Selders flüstert, wenn er sich erinnert “an diese schlimme Zeit”. Und wenn er erzählt, wie auch er als typisch weißer Jugendlicher früher “nie wirklich etwas zu tun hatte mit ?den anderen’. Der Osten von Greeley war für mich eine fremde Welt.” Damals verkündeten noch Schilder in Schaufenstern, dass “Hunde und Mexikaner unerwünscht” seien. Und ins öffentliche Schwimmbad durften sie nur, wenn tagsdrauf der Pool gereinigt wurde.

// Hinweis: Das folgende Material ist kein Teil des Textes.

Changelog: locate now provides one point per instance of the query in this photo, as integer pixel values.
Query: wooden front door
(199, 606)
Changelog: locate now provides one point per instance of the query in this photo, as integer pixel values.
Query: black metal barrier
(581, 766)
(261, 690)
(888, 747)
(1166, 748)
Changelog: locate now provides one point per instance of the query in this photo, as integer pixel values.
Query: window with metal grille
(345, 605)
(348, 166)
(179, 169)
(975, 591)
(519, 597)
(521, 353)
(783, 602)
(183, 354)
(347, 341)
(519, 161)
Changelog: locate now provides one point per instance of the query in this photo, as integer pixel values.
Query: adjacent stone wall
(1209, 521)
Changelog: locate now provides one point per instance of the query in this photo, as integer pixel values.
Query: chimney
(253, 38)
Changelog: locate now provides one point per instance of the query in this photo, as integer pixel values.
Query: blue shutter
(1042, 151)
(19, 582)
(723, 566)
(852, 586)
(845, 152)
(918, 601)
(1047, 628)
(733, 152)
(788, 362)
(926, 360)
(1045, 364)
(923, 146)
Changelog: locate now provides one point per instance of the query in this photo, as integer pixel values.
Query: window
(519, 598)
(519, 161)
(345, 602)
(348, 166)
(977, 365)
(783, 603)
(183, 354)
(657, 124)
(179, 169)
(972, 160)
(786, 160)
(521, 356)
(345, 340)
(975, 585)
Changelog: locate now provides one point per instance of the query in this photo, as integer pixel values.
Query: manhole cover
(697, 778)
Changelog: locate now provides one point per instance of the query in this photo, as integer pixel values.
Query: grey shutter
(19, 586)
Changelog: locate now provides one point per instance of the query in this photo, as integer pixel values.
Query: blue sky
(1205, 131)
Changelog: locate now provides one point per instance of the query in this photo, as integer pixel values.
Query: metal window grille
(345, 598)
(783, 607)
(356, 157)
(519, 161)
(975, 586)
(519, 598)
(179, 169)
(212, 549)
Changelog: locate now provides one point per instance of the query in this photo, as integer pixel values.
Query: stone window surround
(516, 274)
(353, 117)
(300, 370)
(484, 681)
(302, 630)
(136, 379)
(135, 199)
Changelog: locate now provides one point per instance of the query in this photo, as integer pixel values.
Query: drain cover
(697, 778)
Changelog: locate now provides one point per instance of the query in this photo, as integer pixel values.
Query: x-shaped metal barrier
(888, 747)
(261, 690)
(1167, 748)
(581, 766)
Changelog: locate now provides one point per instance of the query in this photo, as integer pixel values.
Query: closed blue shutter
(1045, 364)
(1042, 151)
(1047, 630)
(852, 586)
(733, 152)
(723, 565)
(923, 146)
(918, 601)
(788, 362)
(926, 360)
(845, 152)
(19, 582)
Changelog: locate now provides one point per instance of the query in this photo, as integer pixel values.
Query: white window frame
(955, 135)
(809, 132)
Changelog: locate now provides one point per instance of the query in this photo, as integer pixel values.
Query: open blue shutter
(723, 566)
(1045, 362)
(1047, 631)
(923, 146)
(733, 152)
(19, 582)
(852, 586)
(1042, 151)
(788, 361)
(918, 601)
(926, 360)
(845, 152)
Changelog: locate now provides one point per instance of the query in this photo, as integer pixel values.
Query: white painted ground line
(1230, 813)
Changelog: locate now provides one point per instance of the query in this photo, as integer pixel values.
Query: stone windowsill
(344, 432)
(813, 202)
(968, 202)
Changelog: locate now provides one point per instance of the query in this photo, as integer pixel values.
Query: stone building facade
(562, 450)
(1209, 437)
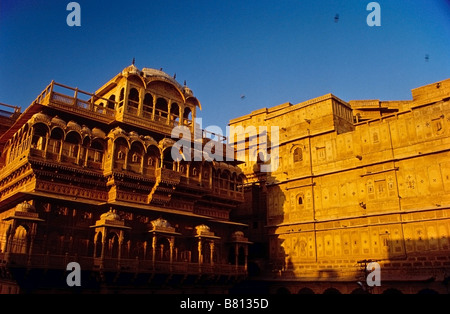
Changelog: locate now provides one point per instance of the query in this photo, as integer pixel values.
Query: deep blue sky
(270, 51)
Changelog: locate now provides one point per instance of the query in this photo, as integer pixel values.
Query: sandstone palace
(357, 182)
(90, 178)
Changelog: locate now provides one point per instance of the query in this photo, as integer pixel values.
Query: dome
(132, 69)
(111, 215)
(25, 207)
(58, 122)
(153, 73)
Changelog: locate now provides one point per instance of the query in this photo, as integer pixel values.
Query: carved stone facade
(357, 181)
(91, 178)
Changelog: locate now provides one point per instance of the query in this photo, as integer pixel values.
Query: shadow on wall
(420, 268)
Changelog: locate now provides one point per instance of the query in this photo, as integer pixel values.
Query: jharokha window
(298, 156)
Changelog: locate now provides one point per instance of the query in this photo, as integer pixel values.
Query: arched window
(147, 108)
(174, 112)
(161, 109)
(112, 102)
(135, 158)
(121, 97)
(298, 155)
(187, 116)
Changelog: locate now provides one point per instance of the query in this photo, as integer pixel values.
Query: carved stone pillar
(171, 242)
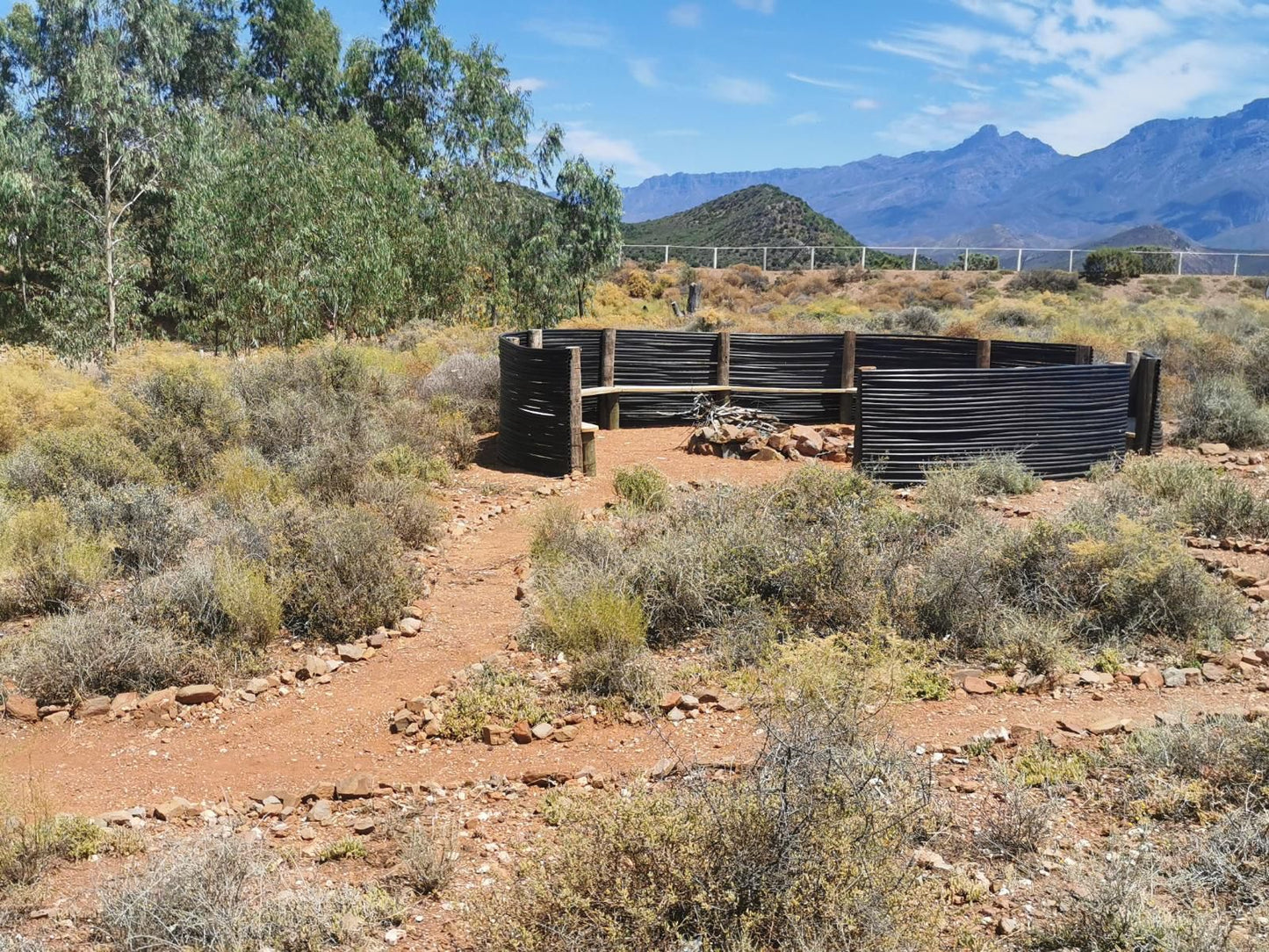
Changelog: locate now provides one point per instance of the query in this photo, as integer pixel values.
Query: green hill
(761, 214)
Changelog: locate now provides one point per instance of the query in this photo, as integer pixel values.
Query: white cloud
(644, 70)
(528, 84)
(821, 83)
(733, 89)
(605, 150)
(575, 33)
(687, 16)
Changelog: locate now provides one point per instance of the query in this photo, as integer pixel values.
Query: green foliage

Sicher, seither hat sich viel geändert. “Selbst viele Latinos haben nicht begriffen, wie stark wir längst sind”, sagt Sylvia Martinez und lacht. “Aber auch das wird sich am 4. November ändern.” Sie räumt ein, dass ihre politischen Freunde und ihre Viertel vor einem Jahr Tom Selders böse im Stich gelassen haben. Aber sie ist sich “absolut sicher”, dass es dieses Mal anders ausgeht: “Viva Obama!” Woher sie diese Zuversicht nimmt? “Das weiß ich manchmal auch nicht. Aber oft bleibt uns eben nichts anderes als diese Zuversicht.”